What is atlas_doc_parser?

Introduction

atlas_doc_parser is a Python library for parsing and transforming Atlassian Document Format (ADF) - the rich text format used in Confluence pages and Jira issue fields.

The Problem

Atlassian products like Confluence and Jira store rich text content in a proprietary JSON format called ADF (Atlassian Document Format). When you retrieve a Confluence page or Jira ticket via API, the body content is returned as a complex nested JSON structure.

For example, a simple paragraph with bold text looks like this in ADF:

{
    "type": "doc",
    "version": 1,
    "content": [
        {
            "type": "paragraph",
            "content": [
                {
                    "type": "text",
                    "text": "Hello ",
                },
                {
                    "type": "text",
                    "text": "world",
                    "marks": [{"type": "strong"}]
                }
            ]
        }
    ]
}

Working directly with this raw JSON is cumbersome. You need to:

  • Navigate deeply nested structures

  • Handle dozens of different node and mark types

  • Deal with optional attributes and edge cases

  • Convert to human-readable formats for processing

The Solution

atlas_doc_parser provides a clean abstraction layer:

  1. Parse: Deserialize ADF JSON into strongly-typed Python dataclasses

  2. Navigate: Work with an Abstract Syntax Tree (AST) structure with proper types

  3. Transform: Convert to other formats (currently Markdown, more to come)

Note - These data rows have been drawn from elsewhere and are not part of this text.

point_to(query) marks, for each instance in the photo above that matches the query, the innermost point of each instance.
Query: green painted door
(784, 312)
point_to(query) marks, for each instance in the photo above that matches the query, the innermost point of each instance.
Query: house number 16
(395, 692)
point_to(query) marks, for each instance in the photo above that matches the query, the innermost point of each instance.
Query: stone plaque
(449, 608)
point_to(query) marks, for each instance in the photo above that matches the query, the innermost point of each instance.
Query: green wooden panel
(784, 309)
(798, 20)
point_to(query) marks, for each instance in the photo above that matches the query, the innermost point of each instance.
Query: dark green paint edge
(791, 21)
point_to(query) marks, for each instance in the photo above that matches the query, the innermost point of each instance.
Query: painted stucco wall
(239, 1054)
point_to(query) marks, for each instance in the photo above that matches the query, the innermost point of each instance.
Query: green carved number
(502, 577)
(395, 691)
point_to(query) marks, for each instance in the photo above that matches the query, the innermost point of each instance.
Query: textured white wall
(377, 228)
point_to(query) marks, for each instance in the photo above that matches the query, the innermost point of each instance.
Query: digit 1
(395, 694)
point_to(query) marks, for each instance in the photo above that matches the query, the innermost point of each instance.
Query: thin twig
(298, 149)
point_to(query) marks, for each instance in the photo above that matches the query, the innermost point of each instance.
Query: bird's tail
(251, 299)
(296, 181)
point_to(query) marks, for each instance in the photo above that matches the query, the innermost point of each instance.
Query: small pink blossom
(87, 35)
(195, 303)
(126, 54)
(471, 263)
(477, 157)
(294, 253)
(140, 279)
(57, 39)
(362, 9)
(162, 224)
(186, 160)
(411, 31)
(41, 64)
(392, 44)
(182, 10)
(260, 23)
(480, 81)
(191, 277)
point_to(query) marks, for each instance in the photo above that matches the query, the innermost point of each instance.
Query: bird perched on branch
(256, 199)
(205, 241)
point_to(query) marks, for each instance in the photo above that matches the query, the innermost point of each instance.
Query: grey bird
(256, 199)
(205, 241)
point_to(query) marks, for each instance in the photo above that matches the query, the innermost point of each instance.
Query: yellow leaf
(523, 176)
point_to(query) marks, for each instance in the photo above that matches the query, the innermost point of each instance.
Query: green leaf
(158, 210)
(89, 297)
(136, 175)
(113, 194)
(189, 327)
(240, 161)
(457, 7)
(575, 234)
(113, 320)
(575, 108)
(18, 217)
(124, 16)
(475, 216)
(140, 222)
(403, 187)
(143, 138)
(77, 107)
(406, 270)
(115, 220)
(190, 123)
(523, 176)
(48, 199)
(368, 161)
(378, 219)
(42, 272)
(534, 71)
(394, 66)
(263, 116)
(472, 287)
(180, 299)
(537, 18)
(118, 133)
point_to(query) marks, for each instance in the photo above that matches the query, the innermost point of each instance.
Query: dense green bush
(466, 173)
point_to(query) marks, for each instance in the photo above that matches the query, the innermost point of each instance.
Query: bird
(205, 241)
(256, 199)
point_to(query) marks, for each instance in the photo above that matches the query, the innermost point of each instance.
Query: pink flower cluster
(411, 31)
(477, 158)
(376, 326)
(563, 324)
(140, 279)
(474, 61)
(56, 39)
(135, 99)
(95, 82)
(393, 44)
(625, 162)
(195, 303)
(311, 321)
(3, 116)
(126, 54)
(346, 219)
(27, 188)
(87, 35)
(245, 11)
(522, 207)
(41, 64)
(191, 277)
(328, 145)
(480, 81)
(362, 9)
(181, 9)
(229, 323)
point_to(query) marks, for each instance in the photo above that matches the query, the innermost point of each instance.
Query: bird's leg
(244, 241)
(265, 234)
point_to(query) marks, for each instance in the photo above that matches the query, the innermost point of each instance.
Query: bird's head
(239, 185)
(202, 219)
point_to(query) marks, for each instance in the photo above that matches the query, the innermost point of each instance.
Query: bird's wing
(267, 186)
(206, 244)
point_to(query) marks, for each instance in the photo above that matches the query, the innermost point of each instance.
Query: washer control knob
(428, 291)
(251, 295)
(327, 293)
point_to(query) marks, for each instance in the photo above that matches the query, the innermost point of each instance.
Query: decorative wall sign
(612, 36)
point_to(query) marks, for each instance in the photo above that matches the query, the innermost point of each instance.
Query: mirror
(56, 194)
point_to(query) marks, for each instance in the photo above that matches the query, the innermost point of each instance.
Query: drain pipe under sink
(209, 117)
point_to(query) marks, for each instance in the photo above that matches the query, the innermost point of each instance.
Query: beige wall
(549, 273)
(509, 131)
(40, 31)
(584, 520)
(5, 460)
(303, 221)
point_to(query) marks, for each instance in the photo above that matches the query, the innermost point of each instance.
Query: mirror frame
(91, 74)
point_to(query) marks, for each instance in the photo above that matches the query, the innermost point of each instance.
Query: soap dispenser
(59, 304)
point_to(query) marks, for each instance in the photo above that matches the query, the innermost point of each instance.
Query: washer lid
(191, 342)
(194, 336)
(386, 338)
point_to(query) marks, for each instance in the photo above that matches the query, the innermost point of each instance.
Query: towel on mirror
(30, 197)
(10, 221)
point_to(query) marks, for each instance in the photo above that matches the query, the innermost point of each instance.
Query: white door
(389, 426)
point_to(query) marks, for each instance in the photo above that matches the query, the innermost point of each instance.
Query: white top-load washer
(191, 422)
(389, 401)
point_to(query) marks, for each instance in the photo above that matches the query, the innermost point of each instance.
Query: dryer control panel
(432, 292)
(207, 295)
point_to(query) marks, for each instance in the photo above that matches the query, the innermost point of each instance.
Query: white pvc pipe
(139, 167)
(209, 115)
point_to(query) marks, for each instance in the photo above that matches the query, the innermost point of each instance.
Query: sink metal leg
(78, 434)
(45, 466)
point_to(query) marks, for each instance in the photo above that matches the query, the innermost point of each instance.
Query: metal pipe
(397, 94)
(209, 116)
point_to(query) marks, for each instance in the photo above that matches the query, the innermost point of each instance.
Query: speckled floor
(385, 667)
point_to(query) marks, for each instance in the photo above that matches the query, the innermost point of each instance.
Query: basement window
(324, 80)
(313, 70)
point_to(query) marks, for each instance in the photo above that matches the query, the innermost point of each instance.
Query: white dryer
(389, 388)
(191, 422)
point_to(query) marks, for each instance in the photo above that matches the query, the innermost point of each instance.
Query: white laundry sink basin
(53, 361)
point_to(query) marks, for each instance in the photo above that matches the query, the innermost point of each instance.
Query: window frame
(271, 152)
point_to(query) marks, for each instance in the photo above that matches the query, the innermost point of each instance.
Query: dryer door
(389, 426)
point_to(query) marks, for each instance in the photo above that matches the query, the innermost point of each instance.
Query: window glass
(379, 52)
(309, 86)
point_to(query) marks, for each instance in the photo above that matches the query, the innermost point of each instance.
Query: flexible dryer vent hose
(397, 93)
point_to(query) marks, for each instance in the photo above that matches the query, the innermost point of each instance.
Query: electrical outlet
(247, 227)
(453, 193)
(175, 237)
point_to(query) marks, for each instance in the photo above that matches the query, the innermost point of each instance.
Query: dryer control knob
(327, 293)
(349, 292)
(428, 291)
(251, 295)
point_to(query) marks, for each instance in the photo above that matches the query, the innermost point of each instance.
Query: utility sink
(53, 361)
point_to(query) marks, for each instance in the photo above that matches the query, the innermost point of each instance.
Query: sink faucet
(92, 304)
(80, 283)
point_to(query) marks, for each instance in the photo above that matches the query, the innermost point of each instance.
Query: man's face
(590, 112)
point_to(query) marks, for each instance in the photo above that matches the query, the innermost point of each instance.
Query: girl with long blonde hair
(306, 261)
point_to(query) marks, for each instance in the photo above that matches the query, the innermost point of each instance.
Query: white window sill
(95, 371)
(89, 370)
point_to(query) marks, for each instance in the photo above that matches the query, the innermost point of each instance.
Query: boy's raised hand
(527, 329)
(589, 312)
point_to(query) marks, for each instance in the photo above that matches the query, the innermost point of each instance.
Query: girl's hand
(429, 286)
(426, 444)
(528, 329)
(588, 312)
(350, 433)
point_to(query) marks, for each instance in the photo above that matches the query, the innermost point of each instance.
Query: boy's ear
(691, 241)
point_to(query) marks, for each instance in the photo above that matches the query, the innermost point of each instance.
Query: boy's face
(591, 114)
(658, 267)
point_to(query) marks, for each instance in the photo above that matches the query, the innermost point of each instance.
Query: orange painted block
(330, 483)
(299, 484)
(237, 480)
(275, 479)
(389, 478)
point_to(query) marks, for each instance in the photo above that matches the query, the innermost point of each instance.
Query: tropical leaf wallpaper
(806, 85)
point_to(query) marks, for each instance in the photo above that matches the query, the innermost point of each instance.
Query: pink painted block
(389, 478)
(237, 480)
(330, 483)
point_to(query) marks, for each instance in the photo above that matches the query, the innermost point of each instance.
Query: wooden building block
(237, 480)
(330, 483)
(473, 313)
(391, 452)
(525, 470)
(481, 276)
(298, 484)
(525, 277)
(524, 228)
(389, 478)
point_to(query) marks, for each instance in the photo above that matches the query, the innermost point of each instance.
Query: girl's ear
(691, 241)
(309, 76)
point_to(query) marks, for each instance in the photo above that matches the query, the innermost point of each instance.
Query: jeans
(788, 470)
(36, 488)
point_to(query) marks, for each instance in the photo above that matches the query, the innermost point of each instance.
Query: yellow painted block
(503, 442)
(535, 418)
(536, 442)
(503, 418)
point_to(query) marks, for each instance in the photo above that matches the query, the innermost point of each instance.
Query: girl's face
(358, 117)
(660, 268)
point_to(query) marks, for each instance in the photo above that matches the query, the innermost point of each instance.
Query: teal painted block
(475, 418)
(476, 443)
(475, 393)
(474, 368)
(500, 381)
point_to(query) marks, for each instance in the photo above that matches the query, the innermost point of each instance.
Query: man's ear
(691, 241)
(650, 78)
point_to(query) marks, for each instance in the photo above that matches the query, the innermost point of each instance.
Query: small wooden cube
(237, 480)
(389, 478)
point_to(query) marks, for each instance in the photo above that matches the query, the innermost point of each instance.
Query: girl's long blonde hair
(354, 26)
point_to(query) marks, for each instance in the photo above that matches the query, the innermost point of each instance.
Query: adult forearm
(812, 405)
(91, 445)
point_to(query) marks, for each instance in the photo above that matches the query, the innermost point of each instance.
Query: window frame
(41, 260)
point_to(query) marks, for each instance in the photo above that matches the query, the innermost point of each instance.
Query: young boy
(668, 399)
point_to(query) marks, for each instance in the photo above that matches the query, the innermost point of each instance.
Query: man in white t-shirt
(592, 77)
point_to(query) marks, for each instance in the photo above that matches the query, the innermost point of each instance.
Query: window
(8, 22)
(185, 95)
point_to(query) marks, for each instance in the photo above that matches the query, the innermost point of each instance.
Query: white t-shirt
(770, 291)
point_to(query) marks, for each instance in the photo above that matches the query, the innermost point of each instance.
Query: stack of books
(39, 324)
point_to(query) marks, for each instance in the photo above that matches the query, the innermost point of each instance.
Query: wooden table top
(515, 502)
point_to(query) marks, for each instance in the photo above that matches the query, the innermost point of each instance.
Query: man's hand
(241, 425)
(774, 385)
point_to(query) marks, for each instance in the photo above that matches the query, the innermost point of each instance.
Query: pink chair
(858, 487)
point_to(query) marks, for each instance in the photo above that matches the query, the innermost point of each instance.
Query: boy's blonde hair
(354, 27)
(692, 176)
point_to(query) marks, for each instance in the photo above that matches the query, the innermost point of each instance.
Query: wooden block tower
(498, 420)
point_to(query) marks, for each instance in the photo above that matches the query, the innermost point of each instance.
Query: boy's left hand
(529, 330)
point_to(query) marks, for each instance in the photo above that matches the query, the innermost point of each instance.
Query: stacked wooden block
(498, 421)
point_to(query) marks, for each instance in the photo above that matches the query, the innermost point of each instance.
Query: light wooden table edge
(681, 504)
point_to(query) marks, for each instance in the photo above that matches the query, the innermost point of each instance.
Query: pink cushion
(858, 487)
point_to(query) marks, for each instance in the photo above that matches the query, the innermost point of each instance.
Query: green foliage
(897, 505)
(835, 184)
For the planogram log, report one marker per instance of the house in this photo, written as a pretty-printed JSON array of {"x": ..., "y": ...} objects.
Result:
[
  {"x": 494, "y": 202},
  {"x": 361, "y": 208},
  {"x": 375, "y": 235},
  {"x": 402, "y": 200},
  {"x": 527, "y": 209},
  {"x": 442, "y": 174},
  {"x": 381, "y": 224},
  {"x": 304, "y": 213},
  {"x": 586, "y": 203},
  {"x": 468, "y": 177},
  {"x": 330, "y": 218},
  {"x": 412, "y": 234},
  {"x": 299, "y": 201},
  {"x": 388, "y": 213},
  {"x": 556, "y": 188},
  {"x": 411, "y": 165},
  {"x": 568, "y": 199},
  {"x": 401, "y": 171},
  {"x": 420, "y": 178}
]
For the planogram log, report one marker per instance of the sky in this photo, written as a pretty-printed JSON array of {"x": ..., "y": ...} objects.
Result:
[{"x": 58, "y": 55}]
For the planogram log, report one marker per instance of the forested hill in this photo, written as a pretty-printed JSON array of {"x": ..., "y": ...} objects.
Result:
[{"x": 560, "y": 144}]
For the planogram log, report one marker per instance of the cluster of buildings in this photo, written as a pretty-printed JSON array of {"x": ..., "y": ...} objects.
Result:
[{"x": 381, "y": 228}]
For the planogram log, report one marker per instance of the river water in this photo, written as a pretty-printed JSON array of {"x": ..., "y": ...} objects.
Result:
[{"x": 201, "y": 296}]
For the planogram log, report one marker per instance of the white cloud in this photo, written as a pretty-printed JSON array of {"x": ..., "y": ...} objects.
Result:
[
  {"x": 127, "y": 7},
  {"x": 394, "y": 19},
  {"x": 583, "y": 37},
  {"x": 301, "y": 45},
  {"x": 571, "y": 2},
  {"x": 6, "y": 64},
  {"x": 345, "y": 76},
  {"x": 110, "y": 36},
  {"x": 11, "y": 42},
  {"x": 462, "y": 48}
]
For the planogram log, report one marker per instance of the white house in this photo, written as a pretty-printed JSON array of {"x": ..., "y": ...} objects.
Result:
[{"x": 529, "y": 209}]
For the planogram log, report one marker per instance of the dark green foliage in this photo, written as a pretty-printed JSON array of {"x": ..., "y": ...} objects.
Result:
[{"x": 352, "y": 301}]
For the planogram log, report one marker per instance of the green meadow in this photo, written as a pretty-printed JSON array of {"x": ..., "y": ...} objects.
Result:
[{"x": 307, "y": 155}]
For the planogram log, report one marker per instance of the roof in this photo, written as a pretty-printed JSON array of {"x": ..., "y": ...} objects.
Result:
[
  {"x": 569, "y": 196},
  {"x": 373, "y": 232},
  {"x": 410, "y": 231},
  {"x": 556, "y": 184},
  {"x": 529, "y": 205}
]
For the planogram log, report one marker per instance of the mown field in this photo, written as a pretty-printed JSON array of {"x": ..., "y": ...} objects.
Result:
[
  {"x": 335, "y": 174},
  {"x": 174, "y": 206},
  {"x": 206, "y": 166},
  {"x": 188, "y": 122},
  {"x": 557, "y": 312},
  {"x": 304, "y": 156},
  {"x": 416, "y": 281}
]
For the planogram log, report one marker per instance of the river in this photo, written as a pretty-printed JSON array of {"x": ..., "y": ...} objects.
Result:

from atlas_doc_parser.nodes.node_doc import NodeDoc

# Parse ADF JSON into Python objects
doc = NodeDoc.from_dict(adf_json)

# Now you have a proper AST
for node in doc.content:
    if node.type == "paragraph":
        for child in node.content:
            print(child.text)

# Convert to Markdown
markdown = doc.to_markdown()

Why Markdown?

In the era of AI and Large Language Models, knowledge stored in Confluence and Jira needs to be accessible for:

  • AI Training: Feed structured documentation to language models

  • RAG Systems: Build retrieval-augmented generation pipelines

  • Knowledge Bases: Create searchable, AI-friendly documentation

  • Content Migration: Move content between platforms

Markdown is the lingua franca for these use cases - it’s plain text, universally supported, and preserves document structure while remaining human-readable.

Future Directions

While to_markdown() is the primary transformation today, the architecture supports adding more conversions:

  • to_html() - Direct HTML output

  • to_rst() - ReStructuredText for Sphinx documentation

  • to_docx() - Microsoft Word documents

  • to_pdf() - PDF generation

  • Custom transformations via visitor pattern

The core value is the parsed AST - once you have structured Python objects, you can transform them to any format you need.